How I do things

Just as an example, I thought I would describe how things work for me when I do one of the posts here.

I have a very convenient setup, made of things that were all ready at hand. The main item is a microphone which the family got for us to use who do occasional coffee-house gigs. This is connected in to the computer, and situated so that I can sit at the computer and sing into it.

When setting out to record a day’s Lauds, I first go to and set the date to what I want, make sure the option for “Rubrics 1960” is checked, and click on “Laudes”. This gives me what day is being observed, tells me what kind of day this is, and shows the correct arrangement of all the texts I will need.

Then, I open up five or so copies of the compact-file-size version of the Antiphonale Romanum (1960) in two-page view in a .pdf viewer.
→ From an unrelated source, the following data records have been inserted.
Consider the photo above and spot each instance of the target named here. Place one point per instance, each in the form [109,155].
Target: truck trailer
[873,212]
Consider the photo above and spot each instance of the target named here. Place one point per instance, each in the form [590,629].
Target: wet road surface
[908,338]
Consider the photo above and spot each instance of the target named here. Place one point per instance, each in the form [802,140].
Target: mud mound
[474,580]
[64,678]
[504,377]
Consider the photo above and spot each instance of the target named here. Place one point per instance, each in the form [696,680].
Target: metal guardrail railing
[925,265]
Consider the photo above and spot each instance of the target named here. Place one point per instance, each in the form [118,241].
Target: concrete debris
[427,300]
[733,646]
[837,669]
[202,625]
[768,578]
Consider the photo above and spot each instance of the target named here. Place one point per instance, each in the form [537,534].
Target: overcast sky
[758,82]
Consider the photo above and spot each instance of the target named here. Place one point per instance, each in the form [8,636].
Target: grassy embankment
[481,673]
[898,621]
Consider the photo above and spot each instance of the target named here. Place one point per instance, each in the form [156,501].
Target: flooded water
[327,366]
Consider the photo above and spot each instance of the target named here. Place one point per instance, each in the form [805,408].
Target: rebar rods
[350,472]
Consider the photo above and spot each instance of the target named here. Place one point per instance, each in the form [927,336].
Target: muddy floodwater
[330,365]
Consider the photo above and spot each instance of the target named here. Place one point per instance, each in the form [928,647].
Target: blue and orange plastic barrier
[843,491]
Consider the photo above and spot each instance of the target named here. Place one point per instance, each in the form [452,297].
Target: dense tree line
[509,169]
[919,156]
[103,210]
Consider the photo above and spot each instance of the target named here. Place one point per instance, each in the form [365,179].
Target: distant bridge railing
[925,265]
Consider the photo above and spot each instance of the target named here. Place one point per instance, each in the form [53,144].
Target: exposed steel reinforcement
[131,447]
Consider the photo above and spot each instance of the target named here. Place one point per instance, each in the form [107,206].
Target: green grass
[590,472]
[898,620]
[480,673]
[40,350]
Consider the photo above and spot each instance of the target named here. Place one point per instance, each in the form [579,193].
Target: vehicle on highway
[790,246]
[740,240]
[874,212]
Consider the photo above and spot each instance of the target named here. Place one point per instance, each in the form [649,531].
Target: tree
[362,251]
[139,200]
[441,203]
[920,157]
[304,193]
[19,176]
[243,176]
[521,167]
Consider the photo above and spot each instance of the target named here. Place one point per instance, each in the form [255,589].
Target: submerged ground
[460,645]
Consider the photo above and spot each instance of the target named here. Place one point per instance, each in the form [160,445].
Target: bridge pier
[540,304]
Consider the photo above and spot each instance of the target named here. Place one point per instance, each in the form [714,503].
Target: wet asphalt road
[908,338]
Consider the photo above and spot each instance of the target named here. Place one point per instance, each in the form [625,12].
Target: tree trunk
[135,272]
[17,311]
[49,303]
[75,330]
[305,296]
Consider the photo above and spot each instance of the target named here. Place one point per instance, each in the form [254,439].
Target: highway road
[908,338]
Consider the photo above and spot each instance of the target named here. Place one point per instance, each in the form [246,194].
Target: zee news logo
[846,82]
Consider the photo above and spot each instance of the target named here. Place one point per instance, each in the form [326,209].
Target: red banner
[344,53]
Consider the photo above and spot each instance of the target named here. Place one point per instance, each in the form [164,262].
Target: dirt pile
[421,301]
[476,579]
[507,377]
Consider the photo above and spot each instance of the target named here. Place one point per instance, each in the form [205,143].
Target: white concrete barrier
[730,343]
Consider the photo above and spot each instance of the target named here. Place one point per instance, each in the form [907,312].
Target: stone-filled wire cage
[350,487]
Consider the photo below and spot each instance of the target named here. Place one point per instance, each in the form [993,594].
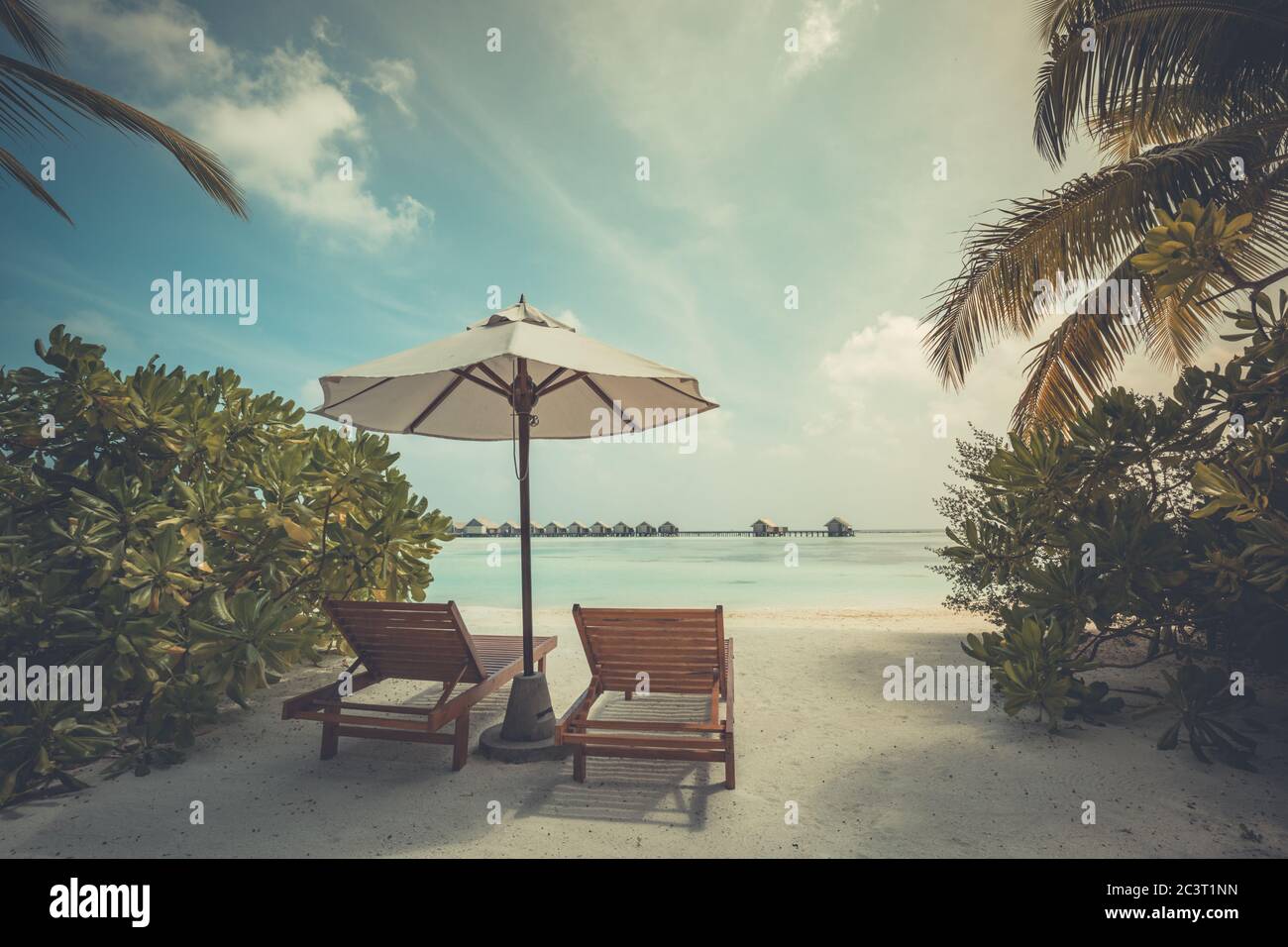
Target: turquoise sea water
[876,570]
Looking at the texts generated by, I set each of these to the correct page for the different chants, psalms, etc. which I see that I will need.

I then start at the beginning, and record myself singing the Lauds, flipping back and forth between my .pdf Antiphonale’s as necessary. If I make a mistake, I don’t stop recording, but I put in a marker as I redo the item I messed up. By doing the whole thing in one go, I figure that I get a fairly natural pacing for the whole, and between the different sections. Anyhow, when I reach finally the end, I of course stop the recording and edit out the mistakes.

Once this is done, I export the edited recording as an mp3, and upload it to the free site online where I keep my recordings. Then I go to the blog here and copy an old post and change out the relevant page numbers and other info to be correct for the new day’s post, and am done as easy as that.

Now that I have done a number of these and have my system streamlined, I think I am usually done in well under an hour, say forty-five minutes.

So, find out what works for you!

Being able to edit means it doesn’t have to be perfect the first time; you just need to know what you are going for, and keep trying.

And of course, if you are recording live, this is much more authentic, even if mistakes happen authentically too.